The Corona crisis has also had an impact on bats and people dealing with animals. There are reports of the persecution and killing of bats around the world because they are accused of being the source of the novel corona virus. In cooperation between Fledermauswarte, Noctalis, Bundesverband für Fledermauskunde e.V., Leibniz-IZW Berlin, Leibniz Institute for Evolutionary and Biodiversity Research of the Museum of Natural History Berlin, University of Greifswald, NABU BFA Bats and the Berlin Species Conservation Team, a fact paper was compiled in the spring of this year in which the current scientific status was compiled. This paper is intended to help bat workers to educate the society science-based that there is no danger from the bats.
On the other hand, however, caution is required due to the level of knowledge so far: some scientists believe that the virus could be transmitted from humans to bats. In a new study by the Friedrich-Löffler-Institut, flying dogs have been infected with the virus.1 Other scientific studies also show that bats, among other mammals, may be susceptible to SARS COV184.108.40.206 However, it is not yet clear whether European bats can actually become infected and whether bats can become a new reservoir for the virus – but it cannot be ruled out! For this reason, in cooperation with some of the bat organisations mentioned, a further recommendation for action has been developed, which shows effective protective measures to be taken into account when working with bats. Additionally, similar recommendations for action have also been published at international level (e.g. EUROBATS, IUCN) and call on all bat experts to take these recommendations into account accordingly.

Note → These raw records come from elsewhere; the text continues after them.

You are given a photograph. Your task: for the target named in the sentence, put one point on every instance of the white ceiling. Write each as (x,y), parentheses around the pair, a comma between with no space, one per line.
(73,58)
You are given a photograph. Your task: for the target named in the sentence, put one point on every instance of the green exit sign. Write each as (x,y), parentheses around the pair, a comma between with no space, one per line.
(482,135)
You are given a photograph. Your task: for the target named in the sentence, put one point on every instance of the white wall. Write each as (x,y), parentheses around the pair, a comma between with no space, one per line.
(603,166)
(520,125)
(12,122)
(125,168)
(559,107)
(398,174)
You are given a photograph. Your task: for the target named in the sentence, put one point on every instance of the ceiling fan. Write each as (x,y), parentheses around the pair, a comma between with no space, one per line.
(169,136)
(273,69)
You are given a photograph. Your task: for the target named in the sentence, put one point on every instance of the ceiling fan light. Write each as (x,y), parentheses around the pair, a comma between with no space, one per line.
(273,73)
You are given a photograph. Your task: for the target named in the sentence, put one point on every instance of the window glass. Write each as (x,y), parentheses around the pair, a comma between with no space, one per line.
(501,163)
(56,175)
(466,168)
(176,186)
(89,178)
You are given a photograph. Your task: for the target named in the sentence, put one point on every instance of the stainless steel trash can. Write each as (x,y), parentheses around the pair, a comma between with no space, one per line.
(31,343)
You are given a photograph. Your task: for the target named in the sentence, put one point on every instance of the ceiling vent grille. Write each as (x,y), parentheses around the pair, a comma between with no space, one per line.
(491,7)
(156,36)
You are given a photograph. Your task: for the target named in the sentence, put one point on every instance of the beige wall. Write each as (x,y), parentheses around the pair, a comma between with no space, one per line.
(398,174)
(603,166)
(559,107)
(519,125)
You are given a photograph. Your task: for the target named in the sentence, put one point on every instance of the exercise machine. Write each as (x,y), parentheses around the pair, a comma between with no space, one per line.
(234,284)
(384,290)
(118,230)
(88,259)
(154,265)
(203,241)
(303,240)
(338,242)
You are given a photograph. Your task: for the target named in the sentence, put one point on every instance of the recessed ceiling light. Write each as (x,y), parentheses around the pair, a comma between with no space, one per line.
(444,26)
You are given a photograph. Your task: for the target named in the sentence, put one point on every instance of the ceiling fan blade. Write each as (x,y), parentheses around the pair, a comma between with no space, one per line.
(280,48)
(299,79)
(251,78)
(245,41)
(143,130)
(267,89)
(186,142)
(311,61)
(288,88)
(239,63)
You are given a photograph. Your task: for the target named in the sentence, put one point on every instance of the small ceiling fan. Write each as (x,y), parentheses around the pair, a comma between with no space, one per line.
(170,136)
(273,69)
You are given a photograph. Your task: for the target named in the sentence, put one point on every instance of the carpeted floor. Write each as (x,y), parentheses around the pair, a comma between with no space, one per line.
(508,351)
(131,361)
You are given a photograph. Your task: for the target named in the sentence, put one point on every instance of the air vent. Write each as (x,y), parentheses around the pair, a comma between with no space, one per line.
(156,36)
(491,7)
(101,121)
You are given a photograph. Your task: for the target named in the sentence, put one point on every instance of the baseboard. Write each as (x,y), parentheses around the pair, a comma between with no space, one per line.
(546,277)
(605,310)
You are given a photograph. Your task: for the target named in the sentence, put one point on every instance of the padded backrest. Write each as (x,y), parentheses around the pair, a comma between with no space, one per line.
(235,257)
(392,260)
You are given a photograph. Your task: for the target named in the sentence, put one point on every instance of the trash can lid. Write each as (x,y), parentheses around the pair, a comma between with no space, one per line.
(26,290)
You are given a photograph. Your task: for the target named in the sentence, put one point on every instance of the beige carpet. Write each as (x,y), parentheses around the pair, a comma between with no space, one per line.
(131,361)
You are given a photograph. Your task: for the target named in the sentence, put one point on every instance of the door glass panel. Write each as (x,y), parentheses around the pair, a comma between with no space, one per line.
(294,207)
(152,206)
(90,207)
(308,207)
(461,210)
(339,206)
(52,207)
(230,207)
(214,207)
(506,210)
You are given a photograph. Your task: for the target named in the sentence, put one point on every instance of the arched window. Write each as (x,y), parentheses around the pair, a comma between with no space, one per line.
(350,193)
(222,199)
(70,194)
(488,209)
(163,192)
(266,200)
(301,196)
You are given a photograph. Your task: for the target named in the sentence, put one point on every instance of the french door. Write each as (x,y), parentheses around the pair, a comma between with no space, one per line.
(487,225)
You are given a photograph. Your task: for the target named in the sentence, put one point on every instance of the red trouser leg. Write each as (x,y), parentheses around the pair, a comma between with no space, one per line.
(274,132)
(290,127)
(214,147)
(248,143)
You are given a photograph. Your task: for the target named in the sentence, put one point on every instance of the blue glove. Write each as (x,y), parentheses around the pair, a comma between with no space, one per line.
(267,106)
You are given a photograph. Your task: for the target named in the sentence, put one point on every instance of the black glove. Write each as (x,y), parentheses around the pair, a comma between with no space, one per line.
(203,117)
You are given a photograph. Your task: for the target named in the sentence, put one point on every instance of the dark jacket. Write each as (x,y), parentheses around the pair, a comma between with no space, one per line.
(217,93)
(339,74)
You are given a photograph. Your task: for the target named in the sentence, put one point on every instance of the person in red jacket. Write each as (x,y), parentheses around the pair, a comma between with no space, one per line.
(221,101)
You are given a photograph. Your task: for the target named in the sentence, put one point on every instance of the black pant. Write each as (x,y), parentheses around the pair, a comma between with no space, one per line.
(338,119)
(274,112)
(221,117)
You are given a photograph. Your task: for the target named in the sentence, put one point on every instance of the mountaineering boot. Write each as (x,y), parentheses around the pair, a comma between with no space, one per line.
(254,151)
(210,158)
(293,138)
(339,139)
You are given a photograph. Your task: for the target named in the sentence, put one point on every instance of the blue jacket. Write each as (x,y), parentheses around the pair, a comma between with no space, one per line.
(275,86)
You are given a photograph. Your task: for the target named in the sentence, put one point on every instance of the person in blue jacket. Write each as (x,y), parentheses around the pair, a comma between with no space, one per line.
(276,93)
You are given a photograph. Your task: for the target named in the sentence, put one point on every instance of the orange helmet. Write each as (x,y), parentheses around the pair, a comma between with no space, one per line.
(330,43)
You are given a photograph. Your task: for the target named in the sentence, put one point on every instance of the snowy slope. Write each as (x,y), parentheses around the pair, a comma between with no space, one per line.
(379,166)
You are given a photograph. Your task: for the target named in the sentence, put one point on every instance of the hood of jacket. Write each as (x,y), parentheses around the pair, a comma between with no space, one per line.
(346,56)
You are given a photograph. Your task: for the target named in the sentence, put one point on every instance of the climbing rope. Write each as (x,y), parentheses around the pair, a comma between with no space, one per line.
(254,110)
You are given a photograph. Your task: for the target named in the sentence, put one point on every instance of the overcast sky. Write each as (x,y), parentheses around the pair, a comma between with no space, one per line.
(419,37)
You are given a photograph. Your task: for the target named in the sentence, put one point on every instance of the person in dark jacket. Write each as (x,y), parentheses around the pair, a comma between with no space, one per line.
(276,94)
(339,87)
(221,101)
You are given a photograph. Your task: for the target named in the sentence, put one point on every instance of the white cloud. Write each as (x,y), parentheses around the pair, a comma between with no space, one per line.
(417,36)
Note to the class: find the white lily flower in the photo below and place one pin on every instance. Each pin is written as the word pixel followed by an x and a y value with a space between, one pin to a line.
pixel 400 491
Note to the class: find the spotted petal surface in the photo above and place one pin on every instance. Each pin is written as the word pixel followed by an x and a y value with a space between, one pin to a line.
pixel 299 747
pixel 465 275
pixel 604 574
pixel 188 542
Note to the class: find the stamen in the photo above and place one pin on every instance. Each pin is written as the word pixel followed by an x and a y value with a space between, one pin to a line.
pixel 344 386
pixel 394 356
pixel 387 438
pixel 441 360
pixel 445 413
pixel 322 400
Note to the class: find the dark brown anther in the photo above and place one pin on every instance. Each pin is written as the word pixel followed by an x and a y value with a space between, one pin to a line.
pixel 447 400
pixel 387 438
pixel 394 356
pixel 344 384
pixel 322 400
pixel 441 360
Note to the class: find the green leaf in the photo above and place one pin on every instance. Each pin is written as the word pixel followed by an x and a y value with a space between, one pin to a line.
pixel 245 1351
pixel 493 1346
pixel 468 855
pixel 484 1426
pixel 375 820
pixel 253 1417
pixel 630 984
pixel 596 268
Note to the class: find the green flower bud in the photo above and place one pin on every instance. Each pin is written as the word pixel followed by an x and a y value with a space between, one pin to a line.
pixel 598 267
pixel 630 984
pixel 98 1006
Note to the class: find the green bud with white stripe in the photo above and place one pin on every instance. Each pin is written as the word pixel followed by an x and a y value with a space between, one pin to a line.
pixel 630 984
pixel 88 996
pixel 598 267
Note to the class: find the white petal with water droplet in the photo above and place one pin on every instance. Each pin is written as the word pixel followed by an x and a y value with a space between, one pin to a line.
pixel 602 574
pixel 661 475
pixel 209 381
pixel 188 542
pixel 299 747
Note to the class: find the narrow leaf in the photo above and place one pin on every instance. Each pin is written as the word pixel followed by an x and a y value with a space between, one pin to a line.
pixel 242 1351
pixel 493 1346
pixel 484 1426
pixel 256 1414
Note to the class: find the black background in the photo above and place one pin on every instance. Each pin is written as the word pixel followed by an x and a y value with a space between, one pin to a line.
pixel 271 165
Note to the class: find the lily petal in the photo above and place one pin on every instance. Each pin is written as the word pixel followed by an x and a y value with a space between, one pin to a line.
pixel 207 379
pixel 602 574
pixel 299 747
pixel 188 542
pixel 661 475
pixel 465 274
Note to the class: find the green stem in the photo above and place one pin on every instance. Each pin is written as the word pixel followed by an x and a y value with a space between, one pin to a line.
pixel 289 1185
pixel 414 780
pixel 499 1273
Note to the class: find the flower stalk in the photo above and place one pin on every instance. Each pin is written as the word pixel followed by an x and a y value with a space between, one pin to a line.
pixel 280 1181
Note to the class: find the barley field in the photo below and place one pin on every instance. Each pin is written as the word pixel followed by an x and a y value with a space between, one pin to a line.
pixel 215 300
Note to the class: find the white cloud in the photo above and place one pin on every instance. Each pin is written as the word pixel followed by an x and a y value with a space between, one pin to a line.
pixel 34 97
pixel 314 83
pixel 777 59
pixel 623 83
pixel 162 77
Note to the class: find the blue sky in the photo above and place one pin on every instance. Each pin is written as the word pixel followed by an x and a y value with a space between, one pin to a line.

1 Schlottau, K., M. Rissmann, A. Graaf, J. Schön, J. Sehl, C. Wylezich, D. Höper, T. C. Mettenleiter, A. Balkema-Buschmann, T. Harder, C. Grund, D. Hoffmann, A. Breithaupt, and M. Beer. 2020. SARS-CoV-2 in fruit bats, ferrets, pigs, and chickens: an experimental transmission study. The Lancet Microbe. S2666524720300896.
2 Damas, J., G. M. Hughes, K. C. Keough, C. A. Painter, N. S. Persky, M. Corbo, M. Hiller, K.-P. Koepfli, A. R. Pfenning, H. Zhao, D. P. Genereux, R. Swofford, K. S. Pollard, O. A. Ryder, M. T. Nweeia, K. Lindblad-Toh, E. C. Teeling, E. K. Karlsson, and H. A. Lewin. 2020. Broad host range of SARS-CoV-2 predicted by comparative and structural analysis of ACE2 in vertebrates. Proceedings of the National Academy of Sciences. 202010146.
3 Olival, K. J., P. M. Cryan, B. R. Amman, R. S. Baric, D. S. Blehert, C. E. Brook, C. H. Calisher, K. T. Castle, J. T. H. Coleman, P. Daszak, J. H. Epstein, H. Field, W. F. Frick, A. T. Gilbert, D. T. S. Hayman, H. S. Ip, W. B. Karesh, C. K. Johnson, R. C. Kading, T. Kingston, J. M. Lorch , I. H. Mendenhall, A. J. Peel, K. L. Phelps, R. K. Plowright, D. M. Reeder, J. D. Reichard, J. M. Sleeman, D. G. Streicker, J. S. Towner, and L.-F. Wang. 2020. Possibility for reverse zoonotic transmission of SARS-CoV-2 to free-ranging wildlife: A case study of bats. PLOS Pathogens. 16: e1008758.
4 Yan, H., H. Jiao, Q. Liu, Z. Zhang, X. Wang, M. Guo, B.-J. Wang, K. Lan, Y. Chen, and H. Zhao. 2020. Many Bat Species Are Not Potential Hosts of SARS-CoV and SARS-CoV-2: Evidence from ACE2 Receptor Usage. Ecology.